Because Serena was so important to Laurent.
Much more than his own children were.
“Don’t hurt her, Tommas,” Laurent said.
Tommas barely heard a word. He was still caught up in that red hot, white-fueled fury rushing through his bloodstream. It was so much better than the pain and betrayal he felt whenever he thought about his father.
Laurent kept mumbling, begging, and then he was gagging on his own bloody vomit. That was the one and only time that Tommas let his father go.
He didn’t want the man’s sickness on him.
He lived with Laurent’s sickness every single day of his life.
Tommas was terrified of becoming this man. A man who drank his days away and neglected the lives he brought into the world. A man who only cared about what people could do for him, and never gave a shit about anyone else.
“Fucking bastard,” Tommas hissed. “That’s all you are. So fucking useless, Laurent. You can’t hurt a man over and over and expect to get away unscathed. You really messed up this time.”
Laurent wasn’t hearing Tommas.
He was too busy begging for the life of a woman Tommas also didn’t care about.

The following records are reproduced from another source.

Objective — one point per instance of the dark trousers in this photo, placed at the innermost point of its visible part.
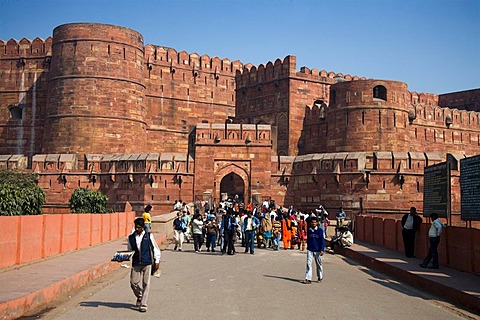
(197, 241)
(409, 242)
(432, 252)
(250, 241)
(211, 240)
(228, 242)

Laurent only stopped mumbling when Tommas cocked the hammer back and shoved the barrel against his father’s mouth.
“I hate you,” Tommas said quietly.
Laurent swallowed audibly.
Tommas was glad the truth was the final words his father would ever hear.
He pulled the trigger back.
Smooth.
Easy.
True.
Like breathing.
Tommas didn’t look away, either.
The Truth
“Gian,” Tommas greeted.
Standing in the entryway of the Trentini mansion, Gian kept his back to Tommas while he stared out the side window next to the grand doors. “Tommas—we made it up the driveway this time, at least.”
“A feat, was it?”
Gian let out a slow, but hard, breath. “Painful, I think.”
“I’m sorry.”
“Don’t apologize. You’re not the one who created those memories for her, you know. And she’s so determined to ... get over it. I think she’s given herself a complex about it, really. She helps everyone else, and yet, hasn’t been able to help herself in the same ways.”
Tommas understood.
Well enough, anyway.
“Where’d the boys go?”
“Ran off with Tommaso. Abriella said she would call when lunch was finished. You were busy on the phone—I told her not to bother you. The same for them.”
“You’re not a bother. Besides, I was waiting for you to arrive. Next time, get her to call me down.”
“To watch my wife with me?”
Tommas chuckled. “I can do that, too, of course.”
“She said to just ... let her work through it. She’ll come in when she’s ready. It took her ten minutes to get out of the car after we arrived. Now, she’s just out there sitting on the curb staring at the marble steps.”
“Oh.”
At the simple statement—but not with any surprise—Gian turned to give Tommas a raised brow. “What was that—that oh. What does that mean?”
“The steps—it’s where Lea died.”
“I know that. What I don’t understand is why she wants to stare at them. It’s been years since she’s even been back to this house, Tommas.”
“Or maybe ... she’s trying to see something else, Gian. Something other than what she sees now when she looks at them.”
Because even Tommas couldn’t forget those steps.
That day.
His sister’s blood.
None of it.
He knew it was worse for Cara—it had to be. She’d been standing right beside Lea when their sister was shot. It had been her twin. Because even when Tommas hadn’t been able to be there for Cara in her life, Lea always was.
“Could I go out and speak to her?” he asked.
Gian cleared his throat. “I try to follow her wishes—she asked to be left alone.”
“Well, you married her. I did not.”
“True.” Gian hummed under his breath. “How about I leave the decision up to you while I go find my monsters and round them up for lunch?”
Tommas smiled. “I can work with that. Plausible deniability.”
“Exactly.”
They were different men, him and Gian.
In a lot of ways, they were also the same.
*
“Do you remember the sounds she made?” Cara asked suddenly.
Tommas drew in a sharp breath as he came to stand beside his younger sister where she sat on the curb of his long driveway. “I do—gasping and gurgles. She asked for help. It sounded like pain; I remember that the most.”